My Adventures as a Counterfeiter
This is a story about an orange Canadian banknote, one of a kind.
The summer I graduated high school I went looking for summer work at the then under-construction Mactaquac Dam in New Brunswick. Back in those days, of course, hitch-hiking was not only safe but normal, unless your Daddy was rich, which was not my situation.
So, after my Mum had packed me about twelve lunches and sent me on my way, I went off to find fame and fortune. Stuck out my thumb, and soon enough had a ride, then another, then another. Truckers, traveling salesmen, police officers– all of them friendly and great conversationalists. It was a wonderful lark. It’s a pity that this mode of travel is no longer safe for young adventurers.
Just to be prudent, I had taken a twenty-dollar bill (a serious sum of money in those days) and placed it carefully beneath the felt insole of my work boot.
As it turned out, Mactaquac was not hiring, especially someone “from away”, so after visiting my Down East friends, I made my way home. The irony was that I later found work in Saskatchewan, but that’s another story.

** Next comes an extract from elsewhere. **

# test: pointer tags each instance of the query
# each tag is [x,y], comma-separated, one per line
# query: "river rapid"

Actually, several.
Fortune had smiled on me because I had not needed my underfoot money. But fortune also frowned upon me, because in the few weeks I had been on the road, mostly in the hot sun, the combination of orange felt insole and sweaty feet had irretrievably dyed the bill a kind of carrot orange. It was actually very close in colour to that of a two-dollar bill (which we used to have back in those olden days). Certainly not the moss-green of a traditional Canadian $20 banknote!
So when I got home, I had the problem of negotiating a very bogus-looking piece of paper. Not even good-looking bogus– it looked like the kind of counterfeit Miss Johnson’s kindergarten class might have produced.

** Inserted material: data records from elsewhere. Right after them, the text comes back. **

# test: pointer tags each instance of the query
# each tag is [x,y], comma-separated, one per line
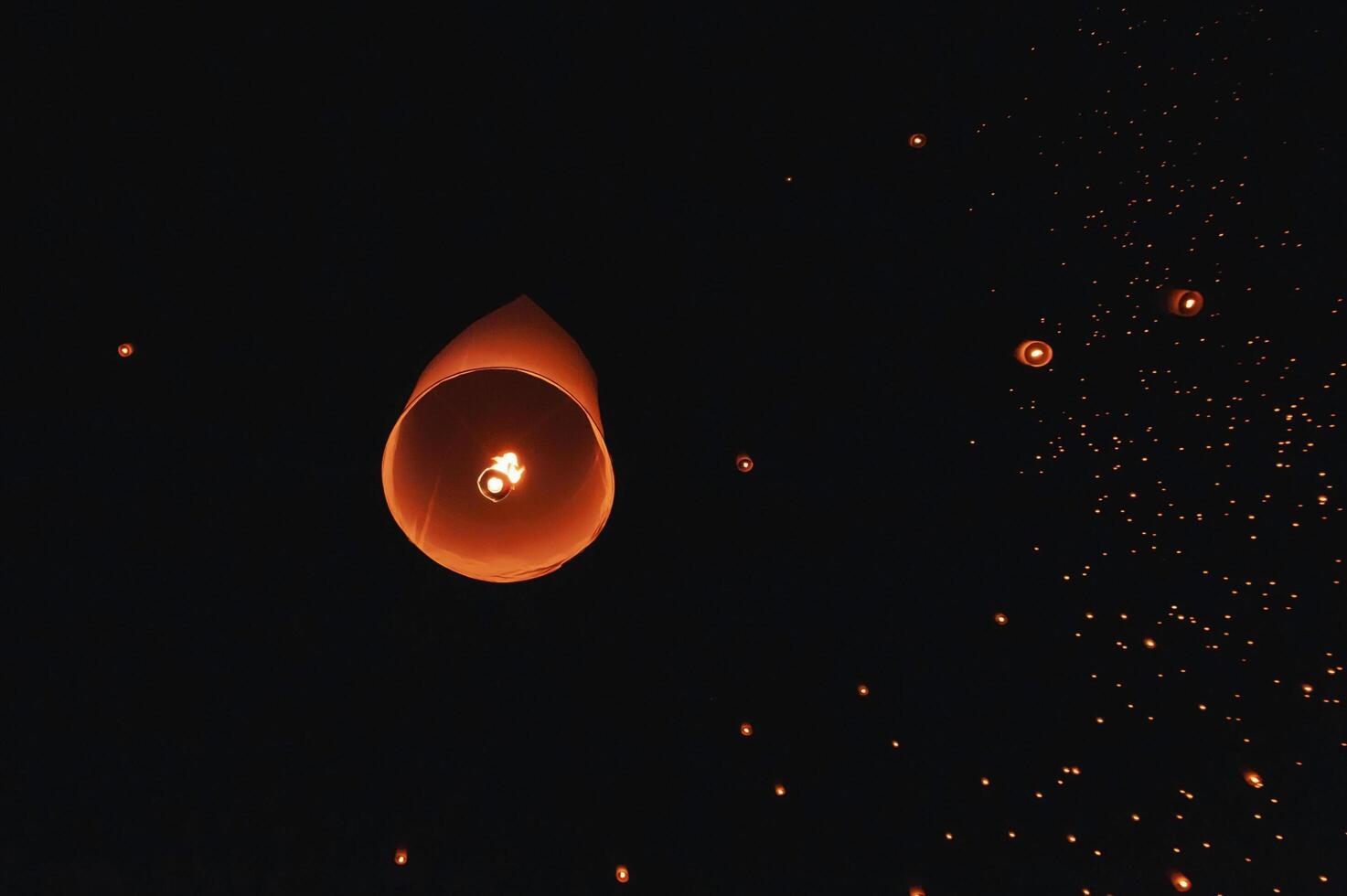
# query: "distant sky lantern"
[1033,352]
[1184,304]
[507,410]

I think I hit nearly every bank, trust company, and credit union branch in town, my panic increasing with each rejection. Usually, the response was something like, “Yeah, that’s a really good story, but no, we’re not falling for it.”
Finally, I encountered a teller who knew somebody who knew somebody who attended my church and was willing to make a few phone calls. After filling in paperwork by virtue of which they probably still own my soul, I was allowed to deposit the note to a brand-new savings account, with a thirty-day hold. Of course they wouldn’t give me cash. Would you?

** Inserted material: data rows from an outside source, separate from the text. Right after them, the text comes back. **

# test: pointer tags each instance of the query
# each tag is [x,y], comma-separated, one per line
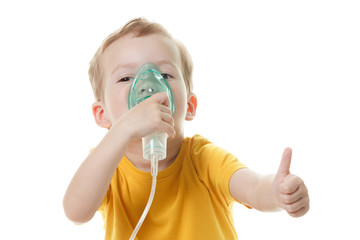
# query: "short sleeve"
[215,166]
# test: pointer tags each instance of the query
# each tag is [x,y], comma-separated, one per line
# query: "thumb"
[284,168]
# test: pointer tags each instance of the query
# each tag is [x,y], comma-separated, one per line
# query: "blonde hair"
[139,27]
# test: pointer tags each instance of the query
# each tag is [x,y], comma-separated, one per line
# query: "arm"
[271,192]
[89,185]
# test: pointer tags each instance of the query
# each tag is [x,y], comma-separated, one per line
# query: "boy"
[197,182]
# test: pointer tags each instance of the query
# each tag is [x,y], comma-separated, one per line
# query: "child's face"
[121,60]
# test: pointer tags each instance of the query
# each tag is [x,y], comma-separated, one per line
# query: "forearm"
[89,185]
[264,197]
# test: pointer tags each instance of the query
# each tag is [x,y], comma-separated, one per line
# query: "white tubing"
[154,171]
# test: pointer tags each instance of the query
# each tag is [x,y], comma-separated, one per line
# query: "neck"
[134,154]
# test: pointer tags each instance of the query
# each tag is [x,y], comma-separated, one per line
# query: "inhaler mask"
[149,80]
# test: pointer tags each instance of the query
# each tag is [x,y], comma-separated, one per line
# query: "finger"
[167,118]
[294,207]
[165,109]
[290,184]
[291,198]
[284,168]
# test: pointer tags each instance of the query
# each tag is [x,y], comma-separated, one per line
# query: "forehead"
[133,51]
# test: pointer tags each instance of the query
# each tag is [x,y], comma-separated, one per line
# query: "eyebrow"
[133,65]
[126,66]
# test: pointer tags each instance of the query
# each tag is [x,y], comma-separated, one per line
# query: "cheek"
[117,102]
[180,102]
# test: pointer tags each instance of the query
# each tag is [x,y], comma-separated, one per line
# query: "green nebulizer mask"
[149,80]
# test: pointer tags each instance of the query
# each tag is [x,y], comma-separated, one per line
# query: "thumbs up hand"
[291,192]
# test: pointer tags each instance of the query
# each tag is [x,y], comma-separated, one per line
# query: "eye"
[125,79]
[166,76]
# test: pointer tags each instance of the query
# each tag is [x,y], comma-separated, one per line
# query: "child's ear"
[192,105]
[100,116]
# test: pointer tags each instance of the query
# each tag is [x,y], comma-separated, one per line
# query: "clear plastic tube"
[154,172]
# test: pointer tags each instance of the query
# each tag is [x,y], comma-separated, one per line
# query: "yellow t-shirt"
[192,198]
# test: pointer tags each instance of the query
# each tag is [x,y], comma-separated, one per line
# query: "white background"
[268,74]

For whatever reason, I was reminiscing about this long-ago adventure and wondered had happened to my orange twenty. Maybe it’s a museum piece somewhere, maybe it’s a prize in somebody’s collection, maybe it got used to light a cigar. Who knows?
But it got me thinking. The bill was real enough, it just upset people because it didn’t look like what they thought it should look like. Then I realized that I often do the same thing with people. Instead of getting to know more about them, I make a snap judgment based on externals– colour, dress, accent, hairstyle, BMI, IQ, whatever, without first taking the time to discover their authentic selves. In so doing I focus on externals while passing over the intrinsic value of the human being before me.
Growing up in a world of straight, white, anglophone Evangelicals, it took me many years and much soul-searching to learn to see the real people behind different colours, languages, orientations, and beliefs, people who didn’t look, sound, or think like me.
Maybe I should have paid more attention to my Sunday School teacher, who often reminded us, “Man looketh on the outward appearance, but the Lord looketh upon the heart.”